Appearance
Using DOM
Since XML is a tree-structured document, it has two standard parsing APIs:
- DOM: Reads the entire XML at once and represents it as a tree structure in memory;
- SAX: Reads XML as a stream, using event callbacks.
Let's first look at how to use DOM to read XML.
DOM stands for Document Object Model. The DOM model treats the XML structure as a tree, starting from the root node, where each node can contain any number of child nodes.

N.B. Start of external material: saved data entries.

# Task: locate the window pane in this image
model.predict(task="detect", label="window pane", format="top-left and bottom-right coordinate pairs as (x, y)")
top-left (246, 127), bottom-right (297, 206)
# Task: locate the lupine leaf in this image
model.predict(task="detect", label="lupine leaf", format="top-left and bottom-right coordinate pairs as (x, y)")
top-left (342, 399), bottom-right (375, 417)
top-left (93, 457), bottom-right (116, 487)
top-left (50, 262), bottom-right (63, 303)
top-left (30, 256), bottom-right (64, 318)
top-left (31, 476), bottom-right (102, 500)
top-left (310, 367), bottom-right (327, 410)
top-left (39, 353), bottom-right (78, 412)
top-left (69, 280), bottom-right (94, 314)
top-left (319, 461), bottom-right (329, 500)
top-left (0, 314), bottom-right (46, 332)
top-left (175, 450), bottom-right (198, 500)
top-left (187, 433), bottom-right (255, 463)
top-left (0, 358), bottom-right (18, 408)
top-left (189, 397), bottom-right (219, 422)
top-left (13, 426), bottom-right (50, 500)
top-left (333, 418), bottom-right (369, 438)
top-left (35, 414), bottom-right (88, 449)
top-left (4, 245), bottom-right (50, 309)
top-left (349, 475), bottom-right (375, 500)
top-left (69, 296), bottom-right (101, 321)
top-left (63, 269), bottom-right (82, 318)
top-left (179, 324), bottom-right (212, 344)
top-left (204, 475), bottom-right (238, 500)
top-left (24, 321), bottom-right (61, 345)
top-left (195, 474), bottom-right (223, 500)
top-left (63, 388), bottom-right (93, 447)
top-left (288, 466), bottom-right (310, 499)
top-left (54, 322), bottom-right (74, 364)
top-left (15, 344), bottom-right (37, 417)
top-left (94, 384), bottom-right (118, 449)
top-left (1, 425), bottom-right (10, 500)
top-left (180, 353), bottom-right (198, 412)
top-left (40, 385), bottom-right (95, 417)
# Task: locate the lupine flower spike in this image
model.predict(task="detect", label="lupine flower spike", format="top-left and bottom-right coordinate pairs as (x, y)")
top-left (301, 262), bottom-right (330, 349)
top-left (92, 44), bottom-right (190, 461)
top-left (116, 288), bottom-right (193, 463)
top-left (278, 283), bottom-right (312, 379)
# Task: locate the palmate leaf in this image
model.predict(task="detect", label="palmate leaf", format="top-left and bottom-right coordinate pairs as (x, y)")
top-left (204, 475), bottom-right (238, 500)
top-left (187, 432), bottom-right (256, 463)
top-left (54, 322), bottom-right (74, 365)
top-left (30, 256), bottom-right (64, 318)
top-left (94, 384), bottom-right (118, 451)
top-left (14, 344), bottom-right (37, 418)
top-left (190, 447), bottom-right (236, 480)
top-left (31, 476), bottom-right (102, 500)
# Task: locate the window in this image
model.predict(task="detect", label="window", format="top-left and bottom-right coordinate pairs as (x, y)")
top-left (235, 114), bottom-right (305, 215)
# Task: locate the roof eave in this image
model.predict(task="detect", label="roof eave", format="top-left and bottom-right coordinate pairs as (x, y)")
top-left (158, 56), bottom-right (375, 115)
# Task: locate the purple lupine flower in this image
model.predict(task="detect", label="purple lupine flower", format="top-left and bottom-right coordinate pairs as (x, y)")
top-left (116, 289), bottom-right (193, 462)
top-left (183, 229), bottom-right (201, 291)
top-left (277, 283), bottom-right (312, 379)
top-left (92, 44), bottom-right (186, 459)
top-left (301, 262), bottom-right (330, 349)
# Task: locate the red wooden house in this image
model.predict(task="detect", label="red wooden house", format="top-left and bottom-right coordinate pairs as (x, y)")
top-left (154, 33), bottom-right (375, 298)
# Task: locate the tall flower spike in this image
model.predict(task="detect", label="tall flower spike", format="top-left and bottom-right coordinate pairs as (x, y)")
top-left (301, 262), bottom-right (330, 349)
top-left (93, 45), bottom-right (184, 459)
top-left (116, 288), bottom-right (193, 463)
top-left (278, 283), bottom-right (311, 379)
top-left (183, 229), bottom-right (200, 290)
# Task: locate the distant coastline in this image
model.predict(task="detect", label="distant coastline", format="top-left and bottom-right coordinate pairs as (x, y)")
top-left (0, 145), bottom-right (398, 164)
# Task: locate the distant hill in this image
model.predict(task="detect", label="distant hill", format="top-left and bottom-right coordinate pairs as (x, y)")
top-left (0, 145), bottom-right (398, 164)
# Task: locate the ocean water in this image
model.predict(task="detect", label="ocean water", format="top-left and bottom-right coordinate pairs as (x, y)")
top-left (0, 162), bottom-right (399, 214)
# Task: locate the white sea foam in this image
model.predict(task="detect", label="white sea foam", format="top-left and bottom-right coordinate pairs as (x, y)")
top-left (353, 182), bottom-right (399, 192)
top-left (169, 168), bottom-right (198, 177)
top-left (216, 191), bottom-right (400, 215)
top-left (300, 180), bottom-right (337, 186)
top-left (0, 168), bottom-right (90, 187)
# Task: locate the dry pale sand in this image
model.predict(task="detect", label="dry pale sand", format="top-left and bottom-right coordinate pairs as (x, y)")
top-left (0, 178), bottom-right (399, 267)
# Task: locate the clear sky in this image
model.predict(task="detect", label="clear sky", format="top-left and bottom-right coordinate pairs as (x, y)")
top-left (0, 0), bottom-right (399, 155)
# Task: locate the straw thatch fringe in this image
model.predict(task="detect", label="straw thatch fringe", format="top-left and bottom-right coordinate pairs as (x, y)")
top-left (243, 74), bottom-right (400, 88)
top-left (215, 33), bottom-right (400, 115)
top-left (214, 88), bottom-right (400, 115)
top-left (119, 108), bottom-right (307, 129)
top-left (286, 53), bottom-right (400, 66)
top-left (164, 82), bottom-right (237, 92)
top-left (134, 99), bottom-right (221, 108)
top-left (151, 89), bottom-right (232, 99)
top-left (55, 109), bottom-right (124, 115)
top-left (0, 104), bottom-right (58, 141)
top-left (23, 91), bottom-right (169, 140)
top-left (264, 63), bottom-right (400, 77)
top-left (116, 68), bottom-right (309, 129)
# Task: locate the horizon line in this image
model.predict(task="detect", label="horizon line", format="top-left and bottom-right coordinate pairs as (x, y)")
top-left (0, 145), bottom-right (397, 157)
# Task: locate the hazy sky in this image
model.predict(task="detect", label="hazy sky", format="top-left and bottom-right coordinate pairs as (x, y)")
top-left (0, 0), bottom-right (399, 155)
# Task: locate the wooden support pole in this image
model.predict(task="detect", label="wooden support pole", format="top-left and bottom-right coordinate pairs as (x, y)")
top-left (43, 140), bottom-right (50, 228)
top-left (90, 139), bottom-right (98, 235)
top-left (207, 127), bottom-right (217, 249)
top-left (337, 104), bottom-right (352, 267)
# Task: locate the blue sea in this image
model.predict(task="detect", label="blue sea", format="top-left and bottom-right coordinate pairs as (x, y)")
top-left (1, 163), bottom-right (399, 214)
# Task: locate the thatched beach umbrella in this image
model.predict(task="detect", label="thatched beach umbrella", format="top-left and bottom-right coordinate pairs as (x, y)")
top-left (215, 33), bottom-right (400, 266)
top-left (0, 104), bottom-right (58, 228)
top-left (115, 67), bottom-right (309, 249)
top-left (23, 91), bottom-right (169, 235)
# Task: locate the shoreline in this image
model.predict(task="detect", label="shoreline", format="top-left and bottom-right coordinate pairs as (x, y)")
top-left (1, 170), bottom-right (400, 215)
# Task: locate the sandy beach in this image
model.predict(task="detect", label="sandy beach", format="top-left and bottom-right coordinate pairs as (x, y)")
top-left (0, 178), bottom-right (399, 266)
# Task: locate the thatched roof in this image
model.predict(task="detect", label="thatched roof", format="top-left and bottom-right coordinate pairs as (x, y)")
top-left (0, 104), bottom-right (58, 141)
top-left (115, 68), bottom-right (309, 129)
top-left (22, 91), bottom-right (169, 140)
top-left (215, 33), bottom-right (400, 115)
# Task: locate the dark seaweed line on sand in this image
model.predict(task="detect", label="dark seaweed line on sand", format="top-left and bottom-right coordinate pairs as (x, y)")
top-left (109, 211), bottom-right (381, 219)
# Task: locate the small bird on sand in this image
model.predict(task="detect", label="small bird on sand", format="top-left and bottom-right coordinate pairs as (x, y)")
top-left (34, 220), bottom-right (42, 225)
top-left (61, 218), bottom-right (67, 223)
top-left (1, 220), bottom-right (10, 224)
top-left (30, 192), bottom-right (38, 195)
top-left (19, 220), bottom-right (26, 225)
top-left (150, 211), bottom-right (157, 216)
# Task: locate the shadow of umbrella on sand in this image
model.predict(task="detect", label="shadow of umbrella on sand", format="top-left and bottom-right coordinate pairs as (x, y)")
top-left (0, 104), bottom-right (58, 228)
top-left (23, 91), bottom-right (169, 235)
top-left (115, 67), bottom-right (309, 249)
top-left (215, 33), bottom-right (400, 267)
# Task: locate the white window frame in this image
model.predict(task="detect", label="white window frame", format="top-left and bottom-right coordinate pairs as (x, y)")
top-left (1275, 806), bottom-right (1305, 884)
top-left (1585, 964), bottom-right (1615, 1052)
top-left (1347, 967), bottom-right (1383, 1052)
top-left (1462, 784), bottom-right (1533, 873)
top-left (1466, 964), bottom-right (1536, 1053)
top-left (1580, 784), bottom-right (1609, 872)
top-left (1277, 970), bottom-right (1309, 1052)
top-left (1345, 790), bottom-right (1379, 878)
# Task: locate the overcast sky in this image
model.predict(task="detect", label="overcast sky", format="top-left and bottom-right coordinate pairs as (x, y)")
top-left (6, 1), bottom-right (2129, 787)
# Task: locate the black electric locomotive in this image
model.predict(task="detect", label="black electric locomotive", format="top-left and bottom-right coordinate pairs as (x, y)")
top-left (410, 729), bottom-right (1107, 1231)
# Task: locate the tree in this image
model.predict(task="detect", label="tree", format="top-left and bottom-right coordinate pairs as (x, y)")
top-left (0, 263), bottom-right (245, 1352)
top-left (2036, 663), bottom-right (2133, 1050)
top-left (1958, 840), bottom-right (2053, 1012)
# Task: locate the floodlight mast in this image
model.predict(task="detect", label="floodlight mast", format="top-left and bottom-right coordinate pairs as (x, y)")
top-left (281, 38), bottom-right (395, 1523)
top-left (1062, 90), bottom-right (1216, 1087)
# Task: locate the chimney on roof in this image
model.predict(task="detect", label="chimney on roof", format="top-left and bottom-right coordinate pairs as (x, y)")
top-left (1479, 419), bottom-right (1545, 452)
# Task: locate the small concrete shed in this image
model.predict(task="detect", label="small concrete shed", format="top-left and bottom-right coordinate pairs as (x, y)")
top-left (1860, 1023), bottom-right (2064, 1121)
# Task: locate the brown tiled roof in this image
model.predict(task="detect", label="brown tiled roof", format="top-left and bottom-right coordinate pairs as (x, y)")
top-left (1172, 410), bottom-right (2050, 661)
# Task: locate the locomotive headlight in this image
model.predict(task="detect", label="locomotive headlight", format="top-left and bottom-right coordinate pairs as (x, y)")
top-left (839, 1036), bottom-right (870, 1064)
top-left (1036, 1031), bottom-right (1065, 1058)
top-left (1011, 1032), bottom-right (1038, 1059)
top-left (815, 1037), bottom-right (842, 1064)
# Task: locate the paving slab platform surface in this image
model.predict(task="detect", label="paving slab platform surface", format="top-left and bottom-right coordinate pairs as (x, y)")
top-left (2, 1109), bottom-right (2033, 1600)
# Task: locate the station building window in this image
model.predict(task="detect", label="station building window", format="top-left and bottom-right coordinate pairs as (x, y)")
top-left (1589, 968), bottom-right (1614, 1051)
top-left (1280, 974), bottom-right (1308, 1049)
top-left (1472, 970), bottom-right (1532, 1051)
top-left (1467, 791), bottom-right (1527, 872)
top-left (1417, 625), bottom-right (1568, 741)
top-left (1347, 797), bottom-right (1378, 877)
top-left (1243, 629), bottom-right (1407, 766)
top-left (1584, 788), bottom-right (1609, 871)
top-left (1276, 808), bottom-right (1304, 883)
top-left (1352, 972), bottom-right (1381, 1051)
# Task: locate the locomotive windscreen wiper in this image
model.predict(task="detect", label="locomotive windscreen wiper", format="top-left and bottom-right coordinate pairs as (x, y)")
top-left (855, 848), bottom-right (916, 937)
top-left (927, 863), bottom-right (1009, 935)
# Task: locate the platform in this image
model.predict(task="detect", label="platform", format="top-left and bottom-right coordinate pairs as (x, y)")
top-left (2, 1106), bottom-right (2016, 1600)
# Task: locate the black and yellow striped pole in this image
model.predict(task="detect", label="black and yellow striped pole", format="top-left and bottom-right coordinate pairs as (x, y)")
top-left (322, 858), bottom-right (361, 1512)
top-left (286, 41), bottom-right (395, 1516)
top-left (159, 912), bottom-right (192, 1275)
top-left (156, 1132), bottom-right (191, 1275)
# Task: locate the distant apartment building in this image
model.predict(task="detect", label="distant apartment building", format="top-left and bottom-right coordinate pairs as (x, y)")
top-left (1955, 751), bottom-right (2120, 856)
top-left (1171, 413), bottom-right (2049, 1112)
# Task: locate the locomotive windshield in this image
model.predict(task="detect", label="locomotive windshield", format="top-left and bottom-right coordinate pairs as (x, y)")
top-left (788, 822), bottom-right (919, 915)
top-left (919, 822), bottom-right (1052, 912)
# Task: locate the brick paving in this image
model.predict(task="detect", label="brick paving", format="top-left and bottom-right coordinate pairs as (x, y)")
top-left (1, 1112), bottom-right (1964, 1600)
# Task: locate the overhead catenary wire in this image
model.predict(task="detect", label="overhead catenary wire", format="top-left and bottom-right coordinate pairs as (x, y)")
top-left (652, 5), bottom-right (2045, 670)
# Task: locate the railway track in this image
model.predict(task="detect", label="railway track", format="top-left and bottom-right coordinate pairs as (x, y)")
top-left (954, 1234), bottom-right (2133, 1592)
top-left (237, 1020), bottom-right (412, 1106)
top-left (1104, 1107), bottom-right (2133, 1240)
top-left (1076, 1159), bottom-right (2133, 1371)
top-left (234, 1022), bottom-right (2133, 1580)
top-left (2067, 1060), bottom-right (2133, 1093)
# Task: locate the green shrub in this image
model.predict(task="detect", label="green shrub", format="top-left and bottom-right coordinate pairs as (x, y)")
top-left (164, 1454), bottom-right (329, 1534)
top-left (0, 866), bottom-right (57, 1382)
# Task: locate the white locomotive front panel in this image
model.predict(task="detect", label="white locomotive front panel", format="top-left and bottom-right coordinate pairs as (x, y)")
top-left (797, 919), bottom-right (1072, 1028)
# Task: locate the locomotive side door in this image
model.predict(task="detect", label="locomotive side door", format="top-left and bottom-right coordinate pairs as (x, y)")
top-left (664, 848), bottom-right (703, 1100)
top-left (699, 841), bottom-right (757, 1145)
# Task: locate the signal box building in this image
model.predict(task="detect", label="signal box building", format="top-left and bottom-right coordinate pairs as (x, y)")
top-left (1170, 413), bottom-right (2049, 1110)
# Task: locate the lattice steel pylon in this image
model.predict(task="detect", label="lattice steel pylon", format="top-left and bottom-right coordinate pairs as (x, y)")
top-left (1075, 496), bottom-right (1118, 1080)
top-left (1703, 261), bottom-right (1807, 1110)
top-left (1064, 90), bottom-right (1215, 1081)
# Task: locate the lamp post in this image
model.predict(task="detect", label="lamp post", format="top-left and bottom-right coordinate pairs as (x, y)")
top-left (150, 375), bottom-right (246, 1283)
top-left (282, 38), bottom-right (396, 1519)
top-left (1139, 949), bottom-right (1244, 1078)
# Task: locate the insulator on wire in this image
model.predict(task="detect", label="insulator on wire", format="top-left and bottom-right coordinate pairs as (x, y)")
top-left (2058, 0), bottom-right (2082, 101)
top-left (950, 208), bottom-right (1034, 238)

Using the following XML as an example:
xml
<?xml version="1.0" encoding="UTF-8" ?>
<book id="1">
<name>Core Java</name>
<author>Cay S. Horstmann</author>
<isbn lang="CN">1234567</isbn>
<tags>
<tag>Java</tag>
<tag>Network</tag>
</tags>
<pubDate/>
</book>
If parsed into a DOM structure, it would look approximately like this:
┌─────────┐
│document │
└─────────┘
│
▼
┌─────────┐
│ book │
└─────────┘
│
┌──────────┬──────────┼──────────┬──────────┐
▼ ▼ ▼ ▼ ▼
┌─────────┐┌─────────┐┌─────────┐┌─────────┐┌─────────┐
│ name ││ author ││ isbn ││ tags ││ pubDate │
└─────────┘└─────────┘└─────────┘└─────────┘└─────────┘
│
┌────┴────┐
▼ ▼
┌───────┐ ┌───────┐
│ tag │ │ tag │
└───────┘ └───────┘
Notice that the top-level document
represents the XML document itself, which is the true "root". Although <book>
is the root element, it is a child node of document
.
Java provides the DOM API to parse XML, which uses the following objects to represent the XML content:
- Document: Represents the entire XML document;
- Element: Represents an XML element;
- Attribute: Represents an attribute of an element.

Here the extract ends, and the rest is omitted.